October 23, 2013 12:59 pm -

GregCollettEarlier this month, Tea Party candidate for the Idaho House of Representatives, Greg Collett, found himself featured in an NBC News article on “Health Care Holdouts” in which he declared his anger over Obamacare and his determination not to participate, saying, “I don’t think that the government should be involved in health care or health insurance.”  Also noted in the article was the fact that he has 10 children, all of whom are on Medicaid.

He has rightly taken some flak for this hypocrisy and took to the pages of his campaign website to explain himself . It truly must be read to be believed:

By way of example, here are a few government programs and policies that I oppose because they do not conform to the proper role of government, yet I participate in them: I am against marriage licenses, but I still got one to get married; I am against the foster care program, but I became a foster parent; I am against property taxes, but I own property and pay the tax; I am against federal ownership of land by the Forest Service and BLM, but I use the land for hiking, backpacking, camping, and fishing; I am against national parks, but I visit them; I am against driver’s licenses, vehicle registration, license plates, and mandated liability insurance, but I comply with all of them to drive; I am against public funding of transportation systems, but I still use them; I am against building permits, fees, and inspections, but I get them as needed; I am against public libraries, but my family uses them; I am against public schools, but I occasionally use their facilities; I am against occupational licensing, but I use the services of individuals and companies that comply with those requirements; I am against USDA inspections, but I still use products that carry their label; I am against the Uniform Commercial Code and designated legal business entities such as corporations, but I use the services of such entities and have set up several of them for myself; I am against the current structure of our judicial system and courts, but I still use them; I am against the 17th Amendment, but I still cast my vote for Senators; and the list could go on and on.

Collett likes to argue that he takes part in many government programs he opposes simply to avoid negative consequences like fines and jail, but I would have you notice the very large number of items in the above list which are entirely voluntary and which carry no negative consequences for non-participation.

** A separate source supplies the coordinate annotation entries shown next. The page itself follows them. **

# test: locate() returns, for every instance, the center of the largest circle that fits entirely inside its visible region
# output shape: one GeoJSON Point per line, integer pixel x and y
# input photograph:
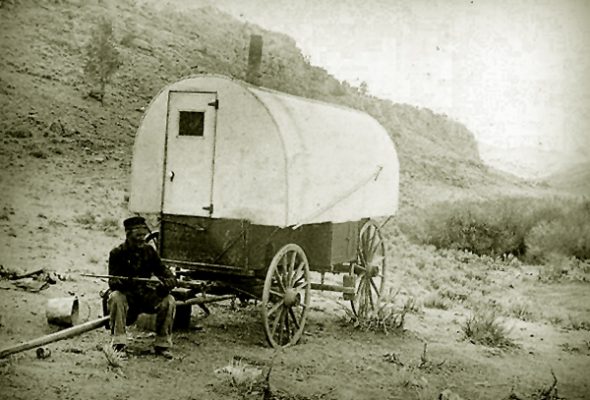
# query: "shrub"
{"type": "Point", "coordinates": [386, 317]}
{"type": "Point", "coordinates": [436, 300]}
{"type": "Point", "coordinates": [484, 327]}
{"type": "Point", "coordinates": [567, 235]}
{"type": "Point", "coordinates": [518, 226]}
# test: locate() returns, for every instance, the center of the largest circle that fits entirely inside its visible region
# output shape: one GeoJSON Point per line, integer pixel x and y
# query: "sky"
{"type": "Point", "coordinates": [515, 72]}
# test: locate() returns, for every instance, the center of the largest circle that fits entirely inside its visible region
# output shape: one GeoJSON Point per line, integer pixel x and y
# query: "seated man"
{"type": "Point", "coordinates": [129, 298]}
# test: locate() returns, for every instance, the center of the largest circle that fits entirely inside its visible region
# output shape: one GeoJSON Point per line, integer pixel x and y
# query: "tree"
{"type": "Point", "coordinates": [102, 57]}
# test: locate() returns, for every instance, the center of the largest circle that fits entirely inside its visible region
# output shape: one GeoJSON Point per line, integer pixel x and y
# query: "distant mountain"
{"type": "Point", "coordinates": [45, 103]}
{"type": "Point", "coordinates": [531, 162]}
{"type": "Point", "coordinates": [575, 179]}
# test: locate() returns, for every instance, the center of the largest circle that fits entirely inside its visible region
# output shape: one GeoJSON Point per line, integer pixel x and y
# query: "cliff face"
{"type": "Point", "coordinates": [42, 81]}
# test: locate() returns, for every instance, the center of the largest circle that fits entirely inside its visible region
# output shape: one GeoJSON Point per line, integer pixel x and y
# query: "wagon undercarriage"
{"type": "Point", "coordinates": [284, 287]}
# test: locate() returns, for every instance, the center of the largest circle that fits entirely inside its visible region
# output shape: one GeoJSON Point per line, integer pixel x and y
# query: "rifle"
{"type": "Point", "coordinates": [183, 284]}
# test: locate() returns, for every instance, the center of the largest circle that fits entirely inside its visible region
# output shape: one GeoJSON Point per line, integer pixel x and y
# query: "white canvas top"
{"type": "Point", "coordinates": [277, 159]}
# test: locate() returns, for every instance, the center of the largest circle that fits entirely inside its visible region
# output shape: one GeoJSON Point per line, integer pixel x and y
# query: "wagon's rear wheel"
{"type": "Point", "coordinates": [370, 270]}
{"type": "Point", "coordinates": [285, 297]}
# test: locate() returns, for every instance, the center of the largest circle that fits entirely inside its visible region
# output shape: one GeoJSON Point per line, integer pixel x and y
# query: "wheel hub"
{"type": "Point", "coordinates": [372, 270]}
{"type": "Point", "coordinates": [291, 298]}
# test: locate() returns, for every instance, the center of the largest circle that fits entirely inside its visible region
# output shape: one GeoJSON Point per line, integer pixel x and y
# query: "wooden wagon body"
{"type": "Point", "coordinates": [251, 183]}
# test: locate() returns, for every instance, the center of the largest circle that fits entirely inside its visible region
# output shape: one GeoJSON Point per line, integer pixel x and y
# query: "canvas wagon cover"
{"type": "Point", "coordinates": [276, 159]}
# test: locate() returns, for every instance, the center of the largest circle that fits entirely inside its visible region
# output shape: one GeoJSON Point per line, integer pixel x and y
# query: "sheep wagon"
{"type": "Point", "coordinates": [255, 189]}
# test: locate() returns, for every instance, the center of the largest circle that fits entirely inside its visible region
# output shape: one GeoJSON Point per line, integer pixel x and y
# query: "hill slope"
{"type": "Point", "coordinates": [41, 82]}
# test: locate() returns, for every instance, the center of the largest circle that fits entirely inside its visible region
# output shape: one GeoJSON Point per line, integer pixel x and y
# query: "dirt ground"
{"type": "Point", "coordinates": [65, 218]}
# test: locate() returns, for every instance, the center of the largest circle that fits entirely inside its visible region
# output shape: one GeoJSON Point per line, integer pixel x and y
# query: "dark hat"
{"type": "Point", "coordinates": [134, 222]}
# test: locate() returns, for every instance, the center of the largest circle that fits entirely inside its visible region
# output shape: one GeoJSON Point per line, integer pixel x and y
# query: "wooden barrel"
{"type": "Point", "coordinates": [62, 311]}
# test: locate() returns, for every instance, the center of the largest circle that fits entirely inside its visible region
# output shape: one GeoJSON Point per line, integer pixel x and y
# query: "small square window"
{"type": "Point", "coordinates": [191, 123]}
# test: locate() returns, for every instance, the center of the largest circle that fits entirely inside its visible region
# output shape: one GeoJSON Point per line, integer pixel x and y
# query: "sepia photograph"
{"type": "Point", "coordinates": [295, 199]}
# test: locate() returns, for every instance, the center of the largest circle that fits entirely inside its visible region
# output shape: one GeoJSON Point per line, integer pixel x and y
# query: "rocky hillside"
{"type": "Point", "coordinates": [47, 113]}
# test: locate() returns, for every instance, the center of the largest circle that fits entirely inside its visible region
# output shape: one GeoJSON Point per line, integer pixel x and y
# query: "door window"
{"type": "Point", "coordinates": [191, 123]}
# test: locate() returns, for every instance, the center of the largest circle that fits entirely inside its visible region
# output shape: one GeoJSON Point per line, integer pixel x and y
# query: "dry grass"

Perhaps that can be explained away by his assertion that “The government is taking your money. They are spending it on things they shouldn’t be,” he says. “Trying to get whatever you can back — I have nothing against that. You have to at some point try and get your tax dollars back.” Of course, I’m guessing that with 10 kids all qualifying for Medicaid, Mr. Collett isn’t actually paying a whole lot in taxes.

Another interesting argument in Collett’s post is his staunch defense of uninsured individuals. “The problem that most people seem to have with uninsured individuals is they think that inevitably they will end up having to bail them out with tax dollars because they won’t pay their bills.” Collett says that’s a ridiculous concern, as it only exists because government foolishly requires  medical providers to provide care regardless of ability to pay. In other words, in Greg Collett’s perfect world, even that last-ditch visit to the emergency room would be out of the question for the poor. But then, we should have seen that coming right off the bat when he declared “Evil forms of government entertain the nonsensical notion of collective rights.”